Lindsay Ellis’s tweet (Lindsay/ Twitter)

“If the cultures seem the “same”, maybe you need to do more research, read a history book, google, i dunno, broaden your mind? That bit about YA fantasy doesn’t sit right w me like how am I suppose to interpret it? That recent diverse YA fantasy are all the same to you?,” a user pointed out in a series of tweets, which was appeared to be a criticism of Lindsay’s rant. 

However, there was another user, who thought that Lindsay has a “foot in the mouth” syndrome but at the same time called out those who called some of her old tweets “anti-Asian.” “I’m not gonna get into the lindsay ellis thing (she def has foot in mouth syndrome and also i am not interested in watching either raya or atla atm) but damn the gall of this guy claiming any kind of negative interaction = anti-asian,” the user tweeted and added screenshots of tweets done by @NoTotally earlier this month. 

“Remember when well-known YouTubers @biggestjoel and @thelindsayellis were so casually anti-Asian that their followers tried to get me killed for five straight months and very nearly succeeded multiple times,” @NoTotally posted on March 22, along with several other tweets along the same line.

“I think if you’re white and people of color are telling you something you’ve posted is coming off as racist, then the right thing to do is listen to them and not get defensive and accusatorial back at them. Think about how exhausted they are first,” one user expressed, while another shared a screengrab of a year-old tweet by Lindsay with a caption that read: “Choose your fighter: Lindsay Ellis bad takes edition.” 

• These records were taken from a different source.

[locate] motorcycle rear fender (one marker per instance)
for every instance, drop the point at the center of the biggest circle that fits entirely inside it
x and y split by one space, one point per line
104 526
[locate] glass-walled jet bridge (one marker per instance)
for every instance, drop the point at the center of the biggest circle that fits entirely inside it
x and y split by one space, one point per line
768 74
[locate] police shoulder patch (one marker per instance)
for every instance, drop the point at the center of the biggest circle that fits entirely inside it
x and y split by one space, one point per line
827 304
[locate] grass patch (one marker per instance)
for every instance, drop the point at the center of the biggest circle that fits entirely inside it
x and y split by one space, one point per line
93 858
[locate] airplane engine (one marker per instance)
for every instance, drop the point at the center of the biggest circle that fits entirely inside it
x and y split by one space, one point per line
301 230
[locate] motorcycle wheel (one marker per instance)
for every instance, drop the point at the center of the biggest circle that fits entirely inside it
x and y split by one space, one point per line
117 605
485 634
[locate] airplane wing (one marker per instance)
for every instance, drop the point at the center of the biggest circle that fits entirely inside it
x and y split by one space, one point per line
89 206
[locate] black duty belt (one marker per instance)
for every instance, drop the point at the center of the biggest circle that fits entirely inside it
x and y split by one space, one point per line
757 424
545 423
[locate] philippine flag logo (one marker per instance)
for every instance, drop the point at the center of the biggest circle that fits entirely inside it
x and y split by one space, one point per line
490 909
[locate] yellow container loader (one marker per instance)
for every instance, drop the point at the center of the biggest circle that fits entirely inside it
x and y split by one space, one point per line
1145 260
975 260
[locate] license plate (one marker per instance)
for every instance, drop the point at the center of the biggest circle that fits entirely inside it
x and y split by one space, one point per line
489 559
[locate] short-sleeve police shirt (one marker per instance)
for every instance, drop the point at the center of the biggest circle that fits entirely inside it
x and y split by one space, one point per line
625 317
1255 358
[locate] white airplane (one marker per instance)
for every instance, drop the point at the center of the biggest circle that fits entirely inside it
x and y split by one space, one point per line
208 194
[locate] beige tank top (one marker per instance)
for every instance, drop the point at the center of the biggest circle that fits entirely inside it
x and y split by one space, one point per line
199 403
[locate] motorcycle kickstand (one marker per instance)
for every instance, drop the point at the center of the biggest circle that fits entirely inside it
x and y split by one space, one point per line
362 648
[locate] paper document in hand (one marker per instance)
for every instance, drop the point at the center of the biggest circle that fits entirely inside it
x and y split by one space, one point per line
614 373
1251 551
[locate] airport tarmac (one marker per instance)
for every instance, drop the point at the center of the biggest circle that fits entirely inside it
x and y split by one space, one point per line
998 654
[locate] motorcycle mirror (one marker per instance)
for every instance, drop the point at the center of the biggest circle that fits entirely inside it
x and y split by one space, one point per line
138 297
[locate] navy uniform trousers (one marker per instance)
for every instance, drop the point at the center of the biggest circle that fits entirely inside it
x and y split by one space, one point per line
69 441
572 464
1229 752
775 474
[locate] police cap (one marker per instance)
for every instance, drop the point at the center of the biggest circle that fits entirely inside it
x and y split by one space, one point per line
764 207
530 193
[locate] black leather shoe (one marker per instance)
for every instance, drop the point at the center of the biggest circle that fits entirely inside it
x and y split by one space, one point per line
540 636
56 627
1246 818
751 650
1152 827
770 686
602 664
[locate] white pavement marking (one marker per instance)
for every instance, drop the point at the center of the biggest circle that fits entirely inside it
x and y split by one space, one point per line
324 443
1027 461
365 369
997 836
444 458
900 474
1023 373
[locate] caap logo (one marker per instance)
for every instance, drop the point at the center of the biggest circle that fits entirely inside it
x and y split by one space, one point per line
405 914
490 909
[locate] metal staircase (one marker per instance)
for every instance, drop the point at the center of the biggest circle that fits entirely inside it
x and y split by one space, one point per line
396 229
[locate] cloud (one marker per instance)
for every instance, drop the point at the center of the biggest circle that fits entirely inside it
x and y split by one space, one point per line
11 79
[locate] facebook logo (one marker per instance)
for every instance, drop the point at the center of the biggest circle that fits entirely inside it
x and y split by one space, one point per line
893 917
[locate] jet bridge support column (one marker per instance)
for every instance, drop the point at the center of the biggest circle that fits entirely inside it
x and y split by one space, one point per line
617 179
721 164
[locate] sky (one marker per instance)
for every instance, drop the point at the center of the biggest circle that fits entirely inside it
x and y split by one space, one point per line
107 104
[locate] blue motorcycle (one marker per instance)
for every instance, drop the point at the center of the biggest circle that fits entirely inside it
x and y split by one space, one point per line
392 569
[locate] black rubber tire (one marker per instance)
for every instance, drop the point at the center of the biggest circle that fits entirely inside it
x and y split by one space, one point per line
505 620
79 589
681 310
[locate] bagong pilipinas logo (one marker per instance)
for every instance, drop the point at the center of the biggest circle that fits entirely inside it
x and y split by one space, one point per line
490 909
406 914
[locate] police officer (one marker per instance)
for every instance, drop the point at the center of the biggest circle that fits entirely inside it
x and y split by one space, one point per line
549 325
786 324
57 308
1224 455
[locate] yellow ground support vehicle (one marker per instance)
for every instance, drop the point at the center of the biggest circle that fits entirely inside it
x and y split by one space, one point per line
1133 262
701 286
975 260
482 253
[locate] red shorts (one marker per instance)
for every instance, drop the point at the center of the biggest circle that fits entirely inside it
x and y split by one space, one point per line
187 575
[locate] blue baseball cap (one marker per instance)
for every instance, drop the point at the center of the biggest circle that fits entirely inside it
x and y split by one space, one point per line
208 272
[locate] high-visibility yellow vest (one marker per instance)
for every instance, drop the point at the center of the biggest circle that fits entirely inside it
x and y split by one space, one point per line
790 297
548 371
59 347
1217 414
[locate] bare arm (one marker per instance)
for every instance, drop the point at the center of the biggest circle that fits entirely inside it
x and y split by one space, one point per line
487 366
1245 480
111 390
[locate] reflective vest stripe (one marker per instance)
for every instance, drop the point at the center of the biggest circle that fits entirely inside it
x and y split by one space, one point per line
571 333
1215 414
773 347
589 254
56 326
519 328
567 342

The anti-Asian claims have been made by Internet users and are solely based on their take on tweets made by Lindsay. This is not the first time Twitter has been divided by her opinions, previously the literary theorist, film critic had said in a video essay titled “Dear Stephenie Meyer”: “We — and by ‘we’ I mean ‘our culture’ — we kind of hate teenage girls. We hate their music, we hate their insipid backstabbing, we hate their vanity, we hate their selfie sticks, we hate their makeup, we hate their stupid books and the stupid, sexy actors they made famous, and we hate their stupid, sparkly vampires… And then we wonder why so many girls are eager to distance themselves from being the object of societal contempt.” At the time, a lot of fans supported her take, but this time it seems she may have been way off the mark for some. 

Lindsay runs a successful YouTube channel that has clocked over a million followers so far.  She creates video essays and “other nondescript content.” “Enjoy these hottest of takes on Disney, Transformers, and Musicals. All hail the Algorithm,” her YT bio reads.

When not tied up in wires in her Los Angeles home studio, Lindsay writes. Her debut sci-fi title ‘Axiom’s End’, was received well. “The blistering fast read isn’t bogged down with unnecessary subplots or language to slow down the action, Eugene Weekly reviewed and added that she has constructed a world that makes the aliens unique without “falling into the sci-fi traps of limiting readers with hard science references, too much space opera-y or clichés.”

This article contains remarks made on the Internet by individual people and organizations. MEAWW cannot confirm them independently and does not support claims or opinions being made online.